El nuevo escenario que se ha abierto en España tras la abdicación del Rey Juan Carlos, con la explícita aceptación por parte de prácticamente todos los sectores del arco parlamentario, incluidos los más conservadores, de la necesidad de emprender profundas reformas constitucionales, deja sin efecto las reiteradas afirmaciones del soberanismo según las cuales la independencia era, a la vista del inmovilismo español, la única vía que le quedaba a Cataluña.

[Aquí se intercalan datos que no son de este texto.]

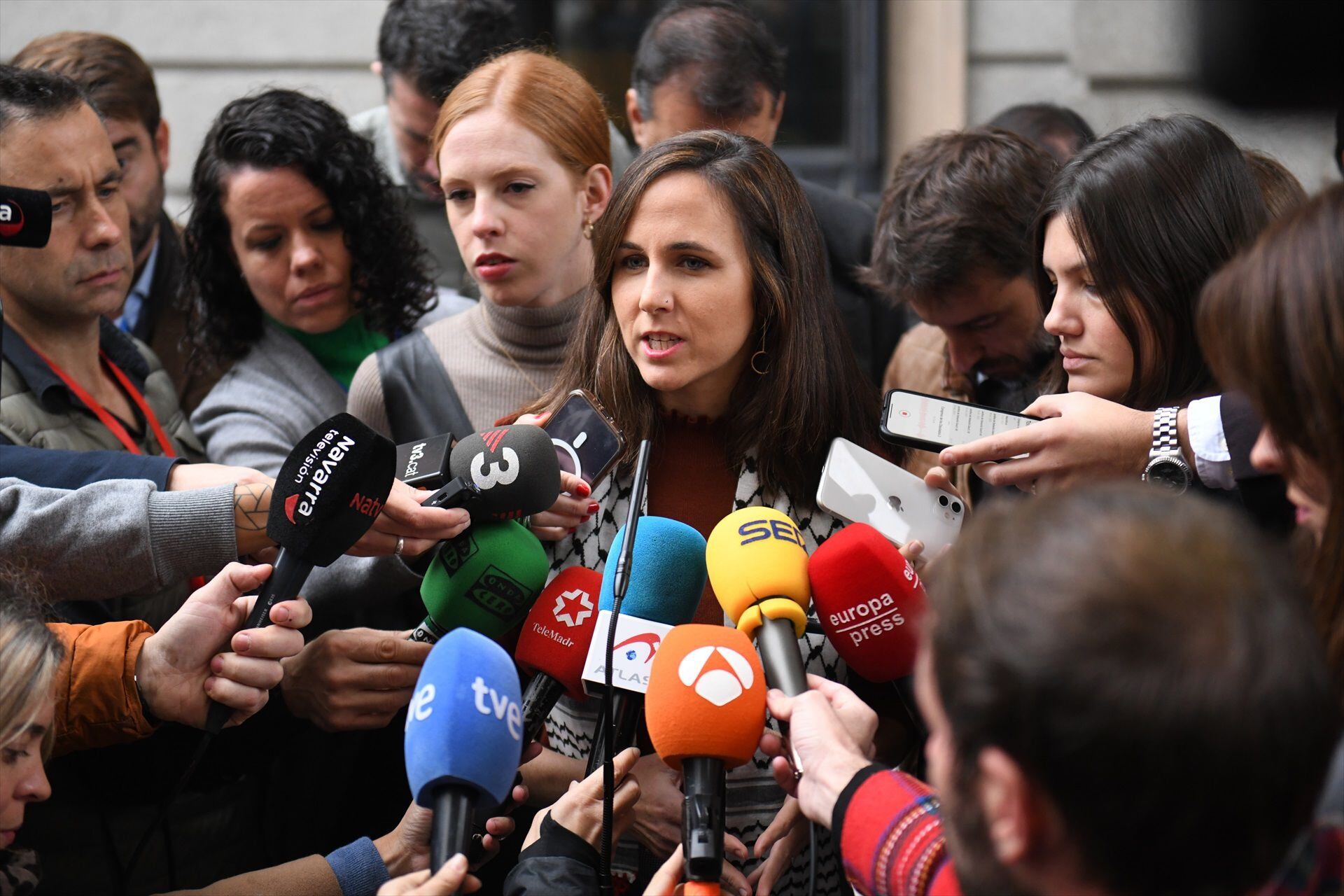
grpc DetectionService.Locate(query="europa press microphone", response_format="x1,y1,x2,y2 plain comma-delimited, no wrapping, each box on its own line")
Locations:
583,516,706,774
513,567,602,747
206,414,396,734
409,520,550,643
644,624,764,896
405,629,523,873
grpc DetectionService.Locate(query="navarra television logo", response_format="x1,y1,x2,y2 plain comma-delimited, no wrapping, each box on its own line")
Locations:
551,589,593,629
676,645,755,706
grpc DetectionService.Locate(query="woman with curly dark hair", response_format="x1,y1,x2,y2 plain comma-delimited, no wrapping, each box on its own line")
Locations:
186,90,434,475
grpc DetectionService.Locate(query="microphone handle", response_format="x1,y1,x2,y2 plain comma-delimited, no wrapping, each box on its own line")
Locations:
681,756,726,884
206,547,313,735
428,785,475,876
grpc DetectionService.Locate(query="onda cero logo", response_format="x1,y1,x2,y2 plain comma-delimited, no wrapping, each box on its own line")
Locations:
676,645,755,706
0,200,23,237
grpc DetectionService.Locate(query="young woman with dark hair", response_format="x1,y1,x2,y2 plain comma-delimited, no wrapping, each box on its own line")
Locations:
1035,114,1268,411
524,130,908,892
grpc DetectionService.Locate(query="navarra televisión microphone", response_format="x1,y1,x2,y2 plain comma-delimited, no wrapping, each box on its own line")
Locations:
644,624,766,893
405,629,523,873
513,567,602,746
583,516,706,774
206,414,396,734
410,520,550,643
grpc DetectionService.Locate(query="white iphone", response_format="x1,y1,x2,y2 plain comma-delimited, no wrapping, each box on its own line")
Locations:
817,440,966,557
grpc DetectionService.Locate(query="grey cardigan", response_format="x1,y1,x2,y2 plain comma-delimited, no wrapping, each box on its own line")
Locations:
191,323,421,637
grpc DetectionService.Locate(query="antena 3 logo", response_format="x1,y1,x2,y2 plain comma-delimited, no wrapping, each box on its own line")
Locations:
676,645,755,706
285,430,357,525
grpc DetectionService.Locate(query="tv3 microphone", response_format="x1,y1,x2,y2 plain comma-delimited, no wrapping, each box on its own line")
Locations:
206,414,396,734
0,186,51,248
644,624,764,896
405,629,523,873
583,516,706,774
513,567,602,747
409,520,550,643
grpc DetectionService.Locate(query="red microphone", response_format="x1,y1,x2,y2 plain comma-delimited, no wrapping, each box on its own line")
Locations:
513,567,602,747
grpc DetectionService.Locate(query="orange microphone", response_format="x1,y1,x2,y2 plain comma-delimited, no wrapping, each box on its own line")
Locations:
644,624,766,896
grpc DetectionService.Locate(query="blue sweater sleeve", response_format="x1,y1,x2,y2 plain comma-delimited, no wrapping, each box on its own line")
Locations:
0,443,180,491
327,837,390,896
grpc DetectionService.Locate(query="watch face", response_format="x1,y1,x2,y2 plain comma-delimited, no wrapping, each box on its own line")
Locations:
1145,458,1189,493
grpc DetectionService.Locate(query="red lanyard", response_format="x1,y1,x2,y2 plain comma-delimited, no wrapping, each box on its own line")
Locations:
29,345,177,456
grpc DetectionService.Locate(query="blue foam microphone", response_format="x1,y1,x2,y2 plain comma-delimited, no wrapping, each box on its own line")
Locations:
405,629,523,873
583,516,708,774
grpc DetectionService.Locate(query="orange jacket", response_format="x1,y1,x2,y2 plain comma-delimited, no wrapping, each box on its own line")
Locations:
48,621,155,756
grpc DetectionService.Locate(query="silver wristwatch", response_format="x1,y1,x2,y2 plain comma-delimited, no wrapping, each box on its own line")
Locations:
1144,407,1195,494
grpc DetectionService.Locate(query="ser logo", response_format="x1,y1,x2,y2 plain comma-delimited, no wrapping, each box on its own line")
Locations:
676,645,755,706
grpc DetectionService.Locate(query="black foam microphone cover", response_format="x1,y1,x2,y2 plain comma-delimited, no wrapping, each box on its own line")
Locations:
0,186,51,248
266,414,396,566
449,423,561,520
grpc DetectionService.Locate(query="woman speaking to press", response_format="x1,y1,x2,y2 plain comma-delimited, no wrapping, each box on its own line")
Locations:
524,130,897,892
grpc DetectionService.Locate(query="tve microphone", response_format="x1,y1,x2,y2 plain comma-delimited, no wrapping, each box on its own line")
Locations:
425,424,561,520
513,567,602,746
405,629,523,872
583,516,706,774
704,506,812,697
808,523,927,684
644,624,764,893
410,520,550,643
206,414,396,734
0,186,51,248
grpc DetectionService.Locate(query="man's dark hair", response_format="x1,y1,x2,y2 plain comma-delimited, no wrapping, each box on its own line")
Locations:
929,485,1340,896
378,0,520,102
985,102,1097,165
630,0,785,121
860,127,1056,302
0,66,89,133
13,31,161,140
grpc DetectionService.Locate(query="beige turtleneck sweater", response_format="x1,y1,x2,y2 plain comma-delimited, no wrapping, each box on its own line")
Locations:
346,289,587,435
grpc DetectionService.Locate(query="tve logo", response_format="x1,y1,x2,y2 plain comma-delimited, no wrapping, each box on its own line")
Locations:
472,676,523,741
676,645,755,706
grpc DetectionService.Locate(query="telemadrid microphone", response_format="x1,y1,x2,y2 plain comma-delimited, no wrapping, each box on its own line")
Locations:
583,516,706,774
0,186,51,248
425,423,561,520
405,629,523,873
206,414,396,735
644,624,764,896
409,520,550,643
513,567,602,746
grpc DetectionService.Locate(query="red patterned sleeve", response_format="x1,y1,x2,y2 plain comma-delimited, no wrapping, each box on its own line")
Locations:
832,766,961,896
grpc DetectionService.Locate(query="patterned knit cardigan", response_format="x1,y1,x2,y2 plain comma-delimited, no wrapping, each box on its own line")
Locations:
546,458,846,896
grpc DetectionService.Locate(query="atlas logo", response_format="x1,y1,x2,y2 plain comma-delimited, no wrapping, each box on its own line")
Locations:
676,645,755,706
0,202,23,237
551,589,593,629
612,631,663,665
472,427,517,491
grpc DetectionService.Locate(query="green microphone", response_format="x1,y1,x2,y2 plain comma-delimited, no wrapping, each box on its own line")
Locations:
410,520,550,643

El papel de Don Tancredo, representado en exclusiva hasta ayer por Mariano Rajoy, se diría que parece hoy, debidamente rebautizado como wait and see, a punto de pasar a manos de otros actores. La magnitud de los retos pone a prueba la grandeza de los individuos y de las sociedades, tanto como —¡ay!— puede dejar en evidencia su insignificancia.
Ahora toca hablar, de verdad, del futuro y comprometerse en su diseño de manera clara y definida (como, por lo demás, hizo siempre a lo largo de su historia el catalanismo político). Quienes repetían, como si de un mantra se tratara, que era impensable que desde España llegara propuesta alguna de reformas, no pueden mirar hacia otro lado ni cambiar de tema ahora que la situación abre claramente la posibilidad de llevarlas a cabo. Ese sí que sería, President, el mayor de los ridículos.
Manuel Cruz es catedrático de Filosofía Contemporánea en la UB.